The first limitation concerns the very enunciation of a world outside the subject. Formulations that purport to declare the world as existing “outside” the subject are themselves produced in a language that, by its nature, belongs to the subject. This fact generates an epistemological dilemma. The assertion of a “world-without-us” simultaneously appeals to and is constructed through subjective methodological procedures.
Thacker presents the “world-without-us” as a way of revealing the limits of subjectual understanding and as a “mode of the world’s existence.” In addition to this mode he distinguishes: the “world-for-us” — the ordinary, humanly intelligible world — and the “world-in-itself,” a paradoxical notion that, the moment we think about it and attempt to affect it, ceases to be a world-in-itself and becomes a world-for-us. Thacker’s formalization is productive for diagnostic tasks and for posing questions about the place of human thought within a broader picture of being. The empirical applicability of his position is limited by the absence of criteria congenial to scientific methods of inquiry. Claims about the impersonality of the world remain within rhetoric unless accompanied by the development of distinguishing criteria and procedures for testing ultimate hypotheses.

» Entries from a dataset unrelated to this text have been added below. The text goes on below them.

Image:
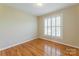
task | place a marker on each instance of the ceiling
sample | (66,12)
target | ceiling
(33,9)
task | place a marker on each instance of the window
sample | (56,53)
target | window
(53,26)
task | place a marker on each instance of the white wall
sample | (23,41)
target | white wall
(71,28)
(16,26)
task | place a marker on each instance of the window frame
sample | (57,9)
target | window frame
(61,27)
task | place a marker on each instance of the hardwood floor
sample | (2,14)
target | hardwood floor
(40,47)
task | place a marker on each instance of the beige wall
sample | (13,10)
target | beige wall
(16,26)
(71,28)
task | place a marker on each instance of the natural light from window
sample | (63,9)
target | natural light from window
(53,26)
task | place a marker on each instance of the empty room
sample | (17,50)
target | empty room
(39,29)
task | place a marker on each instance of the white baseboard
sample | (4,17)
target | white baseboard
(16,44)
(61,43)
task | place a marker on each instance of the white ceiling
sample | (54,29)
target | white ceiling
(37,11)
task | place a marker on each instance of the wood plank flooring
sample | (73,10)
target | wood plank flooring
(40,47)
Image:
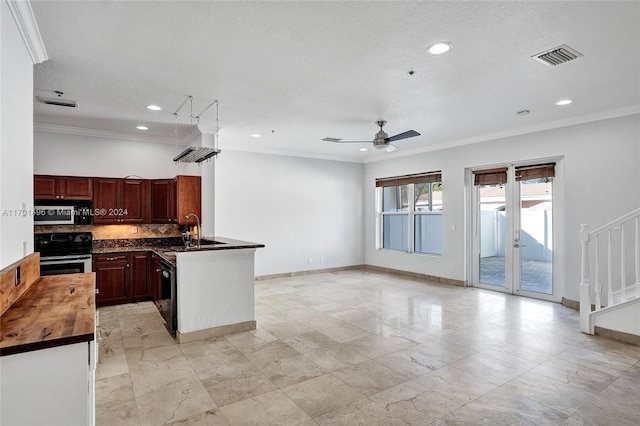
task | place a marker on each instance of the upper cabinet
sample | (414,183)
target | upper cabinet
(173,199)
(188,190)
(62,188)
(163,201)
(121,201)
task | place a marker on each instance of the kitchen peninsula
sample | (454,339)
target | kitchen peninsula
(203,291)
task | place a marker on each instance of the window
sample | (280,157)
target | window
(410,213)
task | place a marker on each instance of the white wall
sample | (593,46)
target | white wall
(299,208)
(16,142)
(63,154)
(600,179)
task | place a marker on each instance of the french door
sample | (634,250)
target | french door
(513,229)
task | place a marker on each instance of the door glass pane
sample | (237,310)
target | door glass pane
(492,234)
(536,235)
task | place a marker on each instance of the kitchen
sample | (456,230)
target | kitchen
(270,189)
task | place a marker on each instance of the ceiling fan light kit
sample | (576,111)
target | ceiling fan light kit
(381,139)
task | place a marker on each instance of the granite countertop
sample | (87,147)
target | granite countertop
(57,310)
(167,248)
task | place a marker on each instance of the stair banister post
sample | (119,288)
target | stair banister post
(598,287)
(637,249)
(585,301)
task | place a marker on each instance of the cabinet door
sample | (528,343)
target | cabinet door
(135,201)
(161,201)
(188,197)
(112,281)
(45,187)
(76,188)
(105,200)
(139,281)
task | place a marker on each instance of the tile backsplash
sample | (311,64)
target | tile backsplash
(115,232)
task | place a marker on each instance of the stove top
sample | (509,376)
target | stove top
(63,243)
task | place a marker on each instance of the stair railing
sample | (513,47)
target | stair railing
(615,294)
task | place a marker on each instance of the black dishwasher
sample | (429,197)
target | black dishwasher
(169,297)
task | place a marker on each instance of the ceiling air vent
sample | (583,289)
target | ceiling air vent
(58,102)
(557,55)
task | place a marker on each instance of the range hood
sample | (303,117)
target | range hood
(195,155)
(200,152)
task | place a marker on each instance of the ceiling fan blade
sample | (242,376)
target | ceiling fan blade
(336,140)
(404,135)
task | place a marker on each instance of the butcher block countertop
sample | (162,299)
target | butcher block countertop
(56,310)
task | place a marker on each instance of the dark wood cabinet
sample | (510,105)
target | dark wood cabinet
(173,199)
(121,201)
(163,201)
(62,188)
(139,262)
(188,198)
(122,278)
(112,278)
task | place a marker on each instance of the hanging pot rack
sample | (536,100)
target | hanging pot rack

Brassier, for his part, argues for aligning philosophical language with the results of the natural sciences, and in this domain his approach achieves a high degree of productivity. Conceptual consistency leads to the recognition of the large-scale impersonality of cosmic processes. The force of his argument lies in liberating philosophy from aprioristic assumptions about the teleology of the world. To build a more complete theory, however, interdisciplinary connections are required — to information theory, to the thermodynamics of information recording and erasure, and to studies of self-regulation in nonlinear systems — further development of which I did not find in Brassier’s writings. Thacker emphasizes aesthetic, literary, and generic devices (horror, demonic metaphor, cultural texts) in order to put the question of the “world-without-us,” yet he also does not derive firm conclusions about the existence of a “world-without-us” without resort to metaphysical means.